L’annonce de son décès

Peu après 10h, ce jour férié du 6 avril 2000 en Tunisie, un animateur de la radio nationale interrompt ses émissions pour lire un communiqué de la présidence « Allahou akbar. Le leader Habib Bourguiba, ancien président de la République, est décédé ce matin à 9h50 à sa résidence de Monastir, à l’âge de 97 ans ».

Si la nouvelle est loin de surprendre, elle crée un sentiment d’abandon chez les tunisiens qui voient en ce personnage historique un second père, le père de l’indépendance. Les autorités décrètent alors un deuil national de 7 jours.

 

Les hommages

La dépouille de Bourguiba est transférée à sa maison familiale à Monastir, la ville où il est né 97 ans plus tôt (3 août 1903). Une cérémonie funéraire pour les proches et la famille y est organisée le jour même. Le peuple tunisien, venu par dizaines de milliers, quant-à-lui, lui rend un dernier hommage le lendemain, au siège du Rassemblement constitutionnel démocratique.

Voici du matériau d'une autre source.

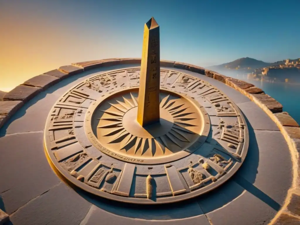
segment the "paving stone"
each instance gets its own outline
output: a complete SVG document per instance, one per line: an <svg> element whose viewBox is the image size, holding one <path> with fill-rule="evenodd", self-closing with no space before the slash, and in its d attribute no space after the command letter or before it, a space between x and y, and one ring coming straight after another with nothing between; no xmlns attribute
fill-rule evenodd
<svg viewBox="0 0 300 225"><path fill-rule="evenodd" d="M8 134L44 130L46 120L58 98L56 95L42 92L14 114L0 129L0 133Z"/></svg>
<svg viewBox="0 0 300 225"><path fill-rule="evenodd" d="M174 67L176 68L182 69L191 71L203 75L205 74L205 69L203 67L200 67L200 66L197 66L188 63L175 62L174 63Z"/></svg>
<svg viewBox="0 0 300 225"><path fill-rule="evenodd" d="M249 138L247 156L234 180L279 209L292 181L292 164L287 144L280 131L250 130Z"/></svg>
<svg viewBox="0 0 300 225"><path fill-rule="evenodd" d="M47 75L50 75L62 79L66 78L70 76L70 74L69 74L62 72L56 69L44 73L44 74Z"/></svg>
<svg viewBox="0 0 300 225"><path fill-rule="evenodd" d="M180 207L179 207L179 208ZM199 206L198 206L199 208ZM130 225L182 225L183 224L201 224L201 225L210 225L210 224L205 216L204 214L197 215L188 218L176 219L176 216L174 218L172 211L166 209L163 210L164 212L164 218L163 220L159 220L155 215L150 217L148 219L141 219L138 218L142 212L136 209L135 211L136 216L135 218L130 218L129 216L120 216L100 208L93 205L91 208L86 217L82 220L80 225L90 225L99 224L99 221L101 221L101 225L119 225L119 224L130 224ZM182 216L184 216L184 213L186 212L184 208L180 211L177 211ZM149 212L151 213L151 212ZM162 214L162 215L163 214Z"/></svg>
<svg viewBox="0 0 300 225"><path fill-rule="evenodd" d="M237 105L254 130L279 130L275 122L255 103L248 102Z"/></svg>
<svg viewBox="0 0 300 225"><path fill-rule="evenodd" d="M92 204L62 183L11 216L14 225L74 225L84 218ZM103 224L97 221L96 224Z"/></svg>
<svg viewBox="0 0 300 225"><path fill-rule="evenodd" d="M214 225L268 224L277 211L248 191L206 214Z"/></svg>
<svg viewBox="0 0 300 225"><path fill-rule="evenodd" d="M283 126L299 127L299 124L297 123L296 121L289 115L287 115L285 113L276 113L275 115L278 118L278 119Z"/></svg>
<svg viewBox="0 0 300 225"><path fill-rule="evenodd" d="M2 101L0 102L0 115L11 115L24 104L21 101Z"/></svg>
<svg viewBox="0 0 300 225"><path fill-rule="evenodd" d="M273 224L274 225L299 225L300 219L292 216L282 213Z"/></svg>
<svg viewBox="0 0 300 225"><path fill-rule="evenodd" d="M5 94L2 99L22 101L25 103L38 94L41 90L40 88L19 85Z"/></svg>
<svg viewBox="0 0 300 225"><path fill-rule="evenodd" d="M284 127L291 138L300 139L300 128L295 127Z"/></svg>
<svg viewBox="0 0 300 225"><path fill-rule="evenodd" d="M5 168L0 170L0 193L8 214L61 182L45 156L43 136L41 132L0 138L0 165Z"/></svg>
<svg viewBox="0 0 300 225"><path fill-rule="evenodd" d="M282 112L282 105L270 95L265 94L253 94L252 95L267 106L272 112Z"/></svg>
<svg viewBox="0 0 300 225"><path fill-rule="evenodd" d="M251 87L248 88L245 88L244 90L249 94L260 94L265 93L265 92L263 90L255 86Z"/></svg>
<svg viewBox="0 0 300 225"><path fill-rule="evenodd" d="M231 84L230 86L232 86L233 85L236 85L242 89L249 88L254 86L254 85L252 84L249 83L243 80L231 77L226 79L226 83L229 83L228 84L230 85Z"/></svg>
<svg viewBox="0 0 300 225"><path fill-rule="evenodd" d="M3 225L9 220L9 216L0 209L0 225Z"/></svg>
<svg viewBox="0 0 300 225"><path fill-rule="evenodd" d="M293 213L300 216L300 196L295 194L292 194L291 200L287 206L287 209Z"/></svg>
<svg viewBox="0 0 300 225"><path fill-rule="evenodd" d="M60 80L58 77L43 74L30 78L24 82L22 85L41 88L43 90L45 90L50 86L58 83Z"/></svg>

L’inhumation de ce leader tunisien est organisée le 8 avril au mausolée familial, au cimetière de Monastir. De nombreux chefs d’État, dont Jacques Chirac, Abdelaziz Bouteflika et le roi du Maroc, accompagnent la dépouille à sa dernière demeure après des obsèques de 45 minutes. Beaucoup jugent l’inhumation trop modeste ; d’autant plus que la cérémonie n’est pas transmise en direct sur la chaîne nationale.

« En dépit du ‘naufrage’ qu’il a vécu dans les deux dernières années de sa vie, prix de sa longévité, l’Histoire absoudra ses fautes et dira que son bilan a été extraordinairement positif », écrit Béchir Ben Yahmed le jour de son enterrement sur Jeune Afrique.